Most people look to comedy to escape from their troubles, something Kumar points out. He describes someone asking him why he can’t just do jokes about what’s in his refrigerator, which he ends up doing: Imagine Seinfeld meets Noam Chomsky.
But comedy has another smaller but still fertile tradition, as a vehicle for the unarticulated rage and anxiety in the air, especially from the powerless. Hannah Gadsby’s “Nanette” spoke to the #MeToo moment with ideas, but also through emotion.
Much of the best left-leaning Trump-era comedy right now, from comics like Ronny Chieng and Roy Wood Jr., is empathetic and cerebral. (Chieng tries to find common ground with Trump voters.) This might reflect a broader trend with democratic politics that has gotten more technocratic. But I suspect it also is a result of an increasing pessimism that comedy can lead to change. Jon Stewart channeled the anger of the moment on “The Daily Show” in the aughts. And the media imagined him as the new Walter Cronkite. Comedians have since become more realistic about their role.

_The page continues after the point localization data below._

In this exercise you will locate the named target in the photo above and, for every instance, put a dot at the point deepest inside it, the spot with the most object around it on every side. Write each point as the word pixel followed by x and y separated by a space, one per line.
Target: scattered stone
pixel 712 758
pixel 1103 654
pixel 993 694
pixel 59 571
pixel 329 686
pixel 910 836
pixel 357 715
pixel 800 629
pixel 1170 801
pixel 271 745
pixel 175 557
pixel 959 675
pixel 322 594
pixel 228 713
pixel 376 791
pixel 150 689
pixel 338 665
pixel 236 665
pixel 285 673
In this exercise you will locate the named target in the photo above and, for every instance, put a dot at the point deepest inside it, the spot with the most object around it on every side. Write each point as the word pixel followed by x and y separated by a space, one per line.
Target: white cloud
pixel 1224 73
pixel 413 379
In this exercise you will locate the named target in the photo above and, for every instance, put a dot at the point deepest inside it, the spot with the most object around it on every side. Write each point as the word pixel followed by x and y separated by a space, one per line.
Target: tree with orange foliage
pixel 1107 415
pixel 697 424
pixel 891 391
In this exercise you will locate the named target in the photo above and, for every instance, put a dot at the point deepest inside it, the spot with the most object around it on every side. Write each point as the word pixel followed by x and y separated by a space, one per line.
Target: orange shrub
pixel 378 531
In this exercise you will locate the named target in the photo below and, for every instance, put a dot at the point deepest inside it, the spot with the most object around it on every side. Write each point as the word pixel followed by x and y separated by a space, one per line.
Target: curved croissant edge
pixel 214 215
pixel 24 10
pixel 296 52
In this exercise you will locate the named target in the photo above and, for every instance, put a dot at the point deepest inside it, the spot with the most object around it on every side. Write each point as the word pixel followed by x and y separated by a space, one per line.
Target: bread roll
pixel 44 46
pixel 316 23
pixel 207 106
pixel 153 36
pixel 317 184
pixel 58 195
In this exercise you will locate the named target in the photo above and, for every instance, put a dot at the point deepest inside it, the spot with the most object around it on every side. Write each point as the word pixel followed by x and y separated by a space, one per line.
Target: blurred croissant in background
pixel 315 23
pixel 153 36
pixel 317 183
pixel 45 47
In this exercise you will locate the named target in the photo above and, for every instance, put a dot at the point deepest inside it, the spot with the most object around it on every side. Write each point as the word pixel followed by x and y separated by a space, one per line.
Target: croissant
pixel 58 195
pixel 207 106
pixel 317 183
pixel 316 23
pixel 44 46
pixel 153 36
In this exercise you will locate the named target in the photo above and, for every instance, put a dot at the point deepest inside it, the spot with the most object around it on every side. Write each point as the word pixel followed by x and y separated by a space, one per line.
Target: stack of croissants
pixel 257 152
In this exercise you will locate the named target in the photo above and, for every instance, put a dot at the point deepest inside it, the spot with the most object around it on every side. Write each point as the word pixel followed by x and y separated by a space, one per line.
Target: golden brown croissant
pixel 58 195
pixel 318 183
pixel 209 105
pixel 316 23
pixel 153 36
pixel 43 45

Stewart himself says do not mistake political with cultural power, a sentiment Lorne Michaels, the creator of “Saturday Night Live,” recently echoed. It’s true that there is only so much that jokes can do, but sometimes knowing your limitations can be a limitation too. Kumar isn’t trying to replace the news. His act is more art than politics, a window into his thoughts that is vulnerable enough to dig into mental health issues and poke fun at his own self-regard. His work has a blend of self-deprecation and ego.
There’s a wild ambition at its core. (He has confessed that there’s a part of him that believes he’s so important that he will be assassinated.) In a quieter tangent, he describes being a fearful child who found solace in comedy about dark things. At another point, he tells the audience his set list, revealing that his last bit is labeled “Rage.” He describes himself as an expert in that emotion, feeling and causing it, but mostly channeling it. You sense this in everything he says, including envy of the career of John Oliver.
Kumar, who has described himself as “the pied piper of leftist malcontents,” has made a coherent hour that not only expresses anger but is a defense of it as well. “I’m furious when I see what’s happening in the world,” he says, “and I am only saying that because I know you’re furious as well.”
Then he paused as people nodded. “And I’m trying to let you know, You’re not alone.”